Jahrestagung: „Wirklichkeit oder Konstruktion?“
12. Oktober 2015
Muss Wirklichkeit als konstruiert oder als gegeben gedacht werden? Mit dieser Fragestellung beschäftigt sich die Jahrestagung des Forschungsnetzwerks „Sprache und Wissen“, das an der Universität Heidelberg angesiedelt ist. Die Veranstaltung nimmt dabei Bezug auf eine aktuelle wissenschaftliche Kontroverse, die zwischen Vertretern des Konstruktivismus und Vertretern eines sogenannten Neuen Realismus geführt wird. Diese Debatte ist auch Thema einer öffentlichen Podiumsdiskussion mit Teilnehmern aus der Soziologie, der Philosophie, der Medientheorie, der Rechtswissenschaft und der Linguistik. Die Tagung „Wirklichkeit oder Konstruktion? Sprachtheoretische und interdisziplinäre Aspekte einer brisanten Alternative“ findet am 15. und 16. Oktober 2015 in den Räumen der Heidelberger Akademie der Wissenschaften statt und wird in Kooperation mit dem Europäischen Zentrum für Sprachwissenschaften (EZS) veranstaltet.

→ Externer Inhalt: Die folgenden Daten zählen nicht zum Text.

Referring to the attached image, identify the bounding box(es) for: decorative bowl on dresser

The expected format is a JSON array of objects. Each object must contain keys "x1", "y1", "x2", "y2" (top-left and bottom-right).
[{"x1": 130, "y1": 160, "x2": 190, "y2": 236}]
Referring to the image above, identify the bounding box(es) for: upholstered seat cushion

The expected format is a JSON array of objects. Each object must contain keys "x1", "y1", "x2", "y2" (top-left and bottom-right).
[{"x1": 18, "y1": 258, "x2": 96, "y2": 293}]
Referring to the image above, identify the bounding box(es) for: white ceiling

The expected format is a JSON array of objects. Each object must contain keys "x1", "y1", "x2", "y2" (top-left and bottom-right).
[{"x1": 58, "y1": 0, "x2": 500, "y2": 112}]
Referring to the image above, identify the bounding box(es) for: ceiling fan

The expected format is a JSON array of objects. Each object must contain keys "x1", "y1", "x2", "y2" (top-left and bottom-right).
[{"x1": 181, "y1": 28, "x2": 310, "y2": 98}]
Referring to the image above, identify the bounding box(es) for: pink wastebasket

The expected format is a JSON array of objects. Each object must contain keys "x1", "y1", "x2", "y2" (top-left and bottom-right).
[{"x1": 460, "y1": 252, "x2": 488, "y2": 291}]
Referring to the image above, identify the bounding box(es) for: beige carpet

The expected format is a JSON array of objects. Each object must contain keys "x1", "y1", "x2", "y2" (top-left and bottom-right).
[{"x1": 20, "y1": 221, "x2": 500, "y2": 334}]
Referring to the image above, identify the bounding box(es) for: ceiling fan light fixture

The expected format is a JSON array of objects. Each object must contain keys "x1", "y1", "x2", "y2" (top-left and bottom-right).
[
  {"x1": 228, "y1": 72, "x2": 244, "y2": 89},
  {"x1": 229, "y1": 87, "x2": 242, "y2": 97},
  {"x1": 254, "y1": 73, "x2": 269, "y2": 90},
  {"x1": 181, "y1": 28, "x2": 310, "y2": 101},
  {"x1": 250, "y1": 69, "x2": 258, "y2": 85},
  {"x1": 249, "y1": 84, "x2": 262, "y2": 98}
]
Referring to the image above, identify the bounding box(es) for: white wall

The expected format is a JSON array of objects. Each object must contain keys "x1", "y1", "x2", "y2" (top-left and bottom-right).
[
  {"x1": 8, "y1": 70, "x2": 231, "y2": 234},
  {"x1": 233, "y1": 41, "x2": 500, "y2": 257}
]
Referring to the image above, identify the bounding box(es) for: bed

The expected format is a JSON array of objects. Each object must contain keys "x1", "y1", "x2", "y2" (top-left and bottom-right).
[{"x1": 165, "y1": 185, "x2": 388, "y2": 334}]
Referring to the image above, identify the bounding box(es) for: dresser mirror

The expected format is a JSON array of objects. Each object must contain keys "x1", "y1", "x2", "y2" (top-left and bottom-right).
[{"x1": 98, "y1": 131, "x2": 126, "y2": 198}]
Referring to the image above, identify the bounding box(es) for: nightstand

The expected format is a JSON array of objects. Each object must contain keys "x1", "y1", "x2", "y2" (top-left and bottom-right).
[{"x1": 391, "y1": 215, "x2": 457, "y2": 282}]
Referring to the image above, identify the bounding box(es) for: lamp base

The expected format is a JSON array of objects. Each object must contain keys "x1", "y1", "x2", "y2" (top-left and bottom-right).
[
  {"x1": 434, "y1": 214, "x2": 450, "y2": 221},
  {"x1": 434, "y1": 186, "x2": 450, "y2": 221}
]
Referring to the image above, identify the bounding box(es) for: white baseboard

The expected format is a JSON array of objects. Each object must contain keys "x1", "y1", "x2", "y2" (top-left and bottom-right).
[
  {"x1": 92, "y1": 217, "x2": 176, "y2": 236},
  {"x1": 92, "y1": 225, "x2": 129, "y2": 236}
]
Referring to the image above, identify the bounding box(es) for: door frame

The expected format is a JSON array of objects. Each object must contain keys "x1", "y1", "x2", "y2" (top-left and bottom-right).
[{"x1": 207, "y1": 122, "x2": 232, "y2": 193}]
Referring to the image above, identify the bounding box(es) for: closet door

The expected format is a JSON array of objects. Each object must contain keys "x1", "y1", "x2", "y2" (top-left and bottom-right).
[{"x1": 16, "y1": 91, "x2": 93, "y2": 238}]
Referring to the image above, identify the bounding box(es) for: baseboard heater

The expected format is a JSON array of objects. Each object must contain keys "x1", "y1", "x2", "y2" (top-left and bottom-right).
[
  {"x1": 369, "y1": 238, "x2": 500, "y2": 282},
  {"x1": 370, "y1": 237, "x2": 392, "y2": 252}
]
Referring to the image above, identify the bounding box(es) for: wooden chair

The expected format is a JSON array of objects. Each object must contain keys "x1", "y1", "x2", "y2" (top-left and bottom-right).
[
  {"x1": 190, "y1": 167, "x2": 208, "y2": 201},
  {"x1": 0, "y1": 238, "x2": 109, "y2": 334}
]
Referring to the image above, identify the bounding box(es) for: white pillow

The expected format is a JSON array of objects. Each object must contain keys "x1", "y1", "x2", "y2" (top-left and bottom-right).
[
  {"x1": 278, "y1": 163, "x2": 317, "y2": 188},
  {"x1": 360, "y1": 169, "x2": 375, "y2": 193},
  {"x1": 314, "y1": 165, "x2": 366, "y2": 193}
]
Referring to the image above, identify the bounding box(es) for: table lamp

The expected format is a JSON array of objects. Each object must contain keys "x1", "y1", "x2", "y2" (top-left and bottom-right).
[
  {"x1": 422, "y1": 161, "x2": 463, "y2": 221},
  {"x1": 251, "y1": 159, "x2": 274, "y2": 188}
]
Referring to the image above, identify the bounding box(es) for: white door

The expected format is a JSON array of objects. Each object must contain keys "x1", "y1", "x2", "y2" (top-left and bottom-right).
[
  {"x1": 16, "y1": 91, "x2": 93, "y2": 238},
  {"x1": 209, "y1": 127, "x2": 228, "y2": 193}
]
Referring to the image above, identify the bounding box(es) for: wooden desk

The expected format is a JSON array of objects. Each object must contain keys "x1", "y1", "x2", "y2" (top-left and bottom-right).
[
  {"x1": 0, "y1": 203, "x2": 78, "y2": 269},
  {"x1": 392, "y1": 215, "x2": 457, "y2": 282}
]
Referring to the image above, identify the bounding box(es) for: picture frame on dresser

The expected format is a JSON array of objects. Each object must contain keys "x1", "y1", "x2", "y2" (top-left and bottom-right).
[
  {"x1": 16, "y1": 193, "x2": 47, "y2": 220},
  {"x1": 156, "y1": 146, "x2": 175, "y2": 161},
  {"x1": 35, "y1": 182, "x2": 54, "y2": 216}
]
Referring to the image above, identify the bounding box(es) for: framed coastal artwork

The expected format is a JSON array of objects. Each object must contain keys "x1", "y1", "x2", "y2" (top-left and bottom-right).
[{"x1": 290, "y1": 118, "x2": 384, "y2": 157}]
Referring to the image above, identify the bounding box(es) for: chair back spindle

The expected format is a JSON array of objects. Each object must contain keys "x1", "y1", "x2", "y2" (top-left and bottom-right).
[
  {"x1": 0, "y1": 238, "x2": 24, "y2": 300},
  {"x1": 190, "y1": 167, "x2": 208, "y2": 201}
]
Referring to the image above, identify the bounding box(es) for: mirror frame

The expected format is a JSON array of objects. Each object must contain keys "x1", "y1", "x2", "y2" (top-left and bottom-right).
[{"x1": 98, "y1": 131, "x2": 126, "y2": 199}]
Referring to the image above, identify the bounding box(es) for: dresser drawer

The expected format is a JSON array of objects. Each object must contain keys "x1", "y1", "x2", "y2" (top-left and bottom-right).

„Im Konstruktivismus spielt die Sprache eine zentrale Rolle. Demnach bezeichnen die Wörter nicht die Dinge an sich. Was für den einen etwa eine ,Freisetzung von Arbeitskräften‘ ist, bedeutet für den anderen eine ,Entlassung‘. Wie wir die Welt wahrnehmen, ist also entscheidend von einer der Sprache innewohnenden Perspektive geprägt“, erläutert Prof. Dr. Ekkehard Felder vom Germanistischen Seminar, der Gründer und Koordinator des Forschungsnetzwerks „Sprache und Wissen“ ist. Andererseits widerspreche nach den Vorstellungen des Neuen Realismus die Annahme eines umfassenden Konstruiertseins unserer Wirklichkeitsbilder „jeder Alltagserfahrung, denn beispielsweise einen Schmerz empfinden wir Menschen nicht als Konstrukt, sondern buchstäblich am eigenen Körper“, so der Heidelberger Sprachwissenschaftler. Während der Tagung sollen unter anderem die Ursprünge und Hintergründe der aktuellen Kontroverse diskutiert werden. Die rund 80 Teilnehmer werden auch danach fragen, wie sich die Spannung zwischen Faktizität und Konstruiertsein in unterschiedlichen Wissensbereichen wie etwa Recht, Medizin, Wirtschaft oder Religion zeigt.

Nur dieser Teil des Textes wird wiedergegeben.